1998年5月1日(金)

     旭温泉--→美深歌登大規模林道(途中引き返す)--→宗谷岬--→豊富温泉


今日は、農道をゆっくりと走りながら、最北端の地を目指した。道沿いには、大きな水芭蕉が咲き乱れ、遅い春を感じさせてくれた。車の窓を開けると、水芭蕉の甘い香りが鼻をくすぐる。

       

林道を進んでいくと、道の両脇に残雪が目立ち始めた。途中の渓流で、ちょっと竿をおろしてみる。雪しろのようで、かなり流れが早い。川虫のサイズは中くらい。この水の冷たさでよく育つなあと感心した。釣りは2〜3投であきらめて、先に進む。10キロ程進むと、とうとう雪が多くなってきて、前に進むのをあきらめざるをえなくなった。無理をして、こんな山奥でスタックでもしたら大変だ。雪の間から、たくさんのふきのとうが顔を出していた。

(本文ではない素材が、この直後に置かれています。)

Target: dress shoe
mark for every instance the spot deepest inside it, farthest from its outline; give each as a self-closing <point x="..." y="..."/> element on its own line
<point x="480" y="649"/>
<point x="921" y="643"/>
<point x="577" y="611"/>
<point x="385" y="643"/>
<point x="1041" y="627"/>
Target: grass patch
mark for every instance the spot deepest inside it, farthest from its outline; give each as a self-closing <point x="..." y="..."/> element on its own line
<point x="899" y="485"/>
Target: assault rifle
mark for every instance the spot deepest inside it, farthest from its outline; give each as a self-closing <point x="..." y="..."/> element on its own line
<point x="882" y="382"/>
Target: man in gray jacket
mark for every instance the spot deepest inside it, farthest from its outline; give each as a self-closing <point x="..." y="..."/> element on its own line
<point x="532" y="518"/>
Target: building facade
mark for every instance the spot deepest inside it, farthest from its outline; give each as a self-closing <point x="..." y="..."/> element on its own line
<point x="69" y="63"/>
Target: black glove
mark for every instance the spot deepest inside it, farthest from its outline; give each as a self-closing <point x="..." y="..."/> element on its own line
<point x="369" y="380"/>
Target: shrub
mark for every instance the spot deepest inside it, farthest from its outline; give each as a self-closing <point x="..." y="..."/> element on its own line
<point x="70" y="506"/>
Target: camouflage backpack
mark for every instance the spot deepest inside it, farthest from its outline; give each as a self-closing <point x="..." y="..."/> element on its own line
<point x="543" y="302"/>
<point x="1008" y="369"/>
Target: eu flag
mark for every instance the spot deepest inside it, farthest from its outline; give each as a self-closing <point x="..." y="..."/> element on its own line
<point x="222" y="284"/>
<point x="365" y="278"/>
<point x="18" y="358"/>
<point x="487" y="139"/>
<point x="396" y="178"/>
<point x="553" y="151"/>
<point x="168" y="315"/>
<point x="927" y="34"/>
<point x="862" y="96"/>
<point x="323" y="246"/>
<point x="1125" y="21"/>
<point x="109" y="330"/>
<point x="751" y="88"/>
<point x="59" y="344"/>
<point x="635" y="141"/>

一般道に戻り、宗谷岬へ。最北端のガソリンスタンドで給油。ここで給油すると、「日本最北端給油証明書」と、小さい帆立貝の貝殻でできた交通安全のキーホルダーをくれるのだ。このアイテムは、今回で3個め。

お決まりのモニュメントの前での写真は取らずに、汐がひいた海に出て、最北端より10メートル先まできたぞ〜と、子どものような事を言いながらポーズをとってしまった。さすがに最北端の風は冷たい。10分程で車に戻り、今日の宿、豊富温泉の宿を目指した。

     

豊富温泉は、これまた「日本最北端の温泉地」と銘うつ所。鄙びた感じの温泉場だ。ここで、両親と落ち合う。
年寄りのくせに、私たちと同じように東京から、車で最北端の地までやってきた。夕方、宿に着くと、一足早く両親が到着していた。温泉にゆっくりと浸かり、名物のタコシャブを食べて、最北端の夜は更けたのだった。